Sin embargo, nada complacía tanto al rey como la matanza de romanos, latinos e itálicos. Cada vez que pasaba por un lugar en el que habían amontonado miles de cadáveres para que se pudrieran, reía y se regocijaba. No había hecho distingos entre romanos e italianos a pesar de que sabía que Roma e Italia estaban en guerra, fenómeno que nadie mejor que él podía entender, pues se trataba de una lucha fratricida por hacerse con el poder.
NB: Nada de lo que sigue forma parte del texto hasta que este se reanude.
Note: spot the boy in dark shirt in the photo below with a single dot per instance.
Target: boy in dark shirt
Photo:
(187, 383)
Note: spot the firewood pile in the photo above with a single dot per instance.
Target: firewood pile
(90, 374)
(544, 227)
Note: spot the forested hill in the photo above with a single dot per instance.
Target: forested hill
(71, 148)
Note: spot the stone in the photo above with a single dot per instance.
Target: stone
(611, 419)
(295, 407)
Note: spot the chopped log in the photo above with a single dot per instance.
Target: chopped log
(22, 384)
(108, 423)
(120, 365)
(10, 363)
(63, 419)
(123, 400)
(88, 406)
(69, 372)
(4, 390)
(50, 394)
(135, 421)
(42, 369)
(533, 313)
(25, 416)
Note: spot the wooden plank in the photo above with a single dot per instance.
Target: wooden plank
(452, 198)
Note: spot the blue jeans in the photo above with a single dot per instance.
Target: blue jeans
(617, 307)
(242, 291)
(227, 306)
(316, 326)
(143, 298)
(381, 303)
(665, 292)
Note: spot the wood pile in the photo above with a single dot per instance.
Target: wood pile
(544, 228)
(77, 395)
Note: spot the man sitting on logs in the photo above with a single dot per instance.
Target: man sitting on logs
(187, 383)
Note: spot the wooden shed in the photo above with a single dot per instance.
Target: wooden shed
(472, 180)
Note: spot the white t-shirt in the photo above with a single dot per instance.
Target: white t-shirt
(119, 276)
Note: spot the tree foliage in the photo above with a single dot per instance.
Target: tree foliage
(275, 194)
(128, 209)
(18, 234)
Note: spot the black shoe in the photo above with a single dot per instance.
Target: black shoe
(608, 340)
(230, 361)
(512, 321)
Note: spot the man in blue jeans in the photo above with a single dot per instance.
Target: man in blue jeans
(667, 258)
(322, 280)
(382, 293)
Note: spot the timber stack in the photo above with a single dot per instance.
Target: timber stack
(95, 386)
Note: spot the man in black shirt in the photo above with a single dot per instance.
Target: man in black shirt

Sí, todo iba viento en popa. Su hijo Mitrídates actuaba de regente en el Ponto (aunque el prudente monarca se había hecho acompañar de la nuera en su avance por la provincia de Asia, para asegurarse el buen comportamiento del hijo); su hijo Ariarates era rey de Capadocia; Frigia, Bitinia, Galacia y Paflagonia eran satrapías reales al mando de sus hijos mayores, y su yerno Tigranes de Armenia tenía carta blanca para actuar al este de Capadocia a condición de no pisar los dedos al Ponto. Que Tigranes conquistase Siria y Egipto. Así estaría ocupado. Mitrídates frunció el entrecejo. En Egipto, el populacho no admitiría un rey extranjero. Es decir, un Tolomeo títere; si es que podía encontrarse alguien dispuesto. Pero, desde luego, las reinas de Egipto serían descendientes de Mitrídates. No podía consentir que una hija de Tigranes usurpara un puesto destinado a una hija de Mitrídates.

Lo más impresionante fue el éxito de las flotas del rey, haciendo salvedad del rotundo fracaso de Aristión y su «magnifico almirante y diestro general» Apelicon, pues la invasión ateniense de Delos fue un desastre. De todos modos, después de apoderarse de las Cícladas, Arquelao fue a tomar Delos y allí también hizo ejecutar a veinte mil romanos, latinos e itálicos; luego se la cedió a Atenas para asegurarse que Aristión seguía en el poder, ya que las flotas pónticas necesitaban el Pireo como base occidental.

En manos del Ponto estaban ya las islas de Eubea, Sciathos y gran parte de la Tesalia lindante con la bahía de Pagasae, además de los importantes puertos de Demetrias y Metona. Gracias a sus conquistas en el norte de Grecia, las fuerzas pónticas pudieron cortar las carreteras de Tesalia con Grecia central, factor que hizo que casi todo el resto de Grecia se uniera a Mitrídates. El Peloponeso, Beocia, Laconia y todo el Atica aclamaron fervientemente al rey del Ponto como libertador del yugo romano y permanecieron expectantes para ver cómo los ejércitos y la flota del gran rey aplastaban Macedonia.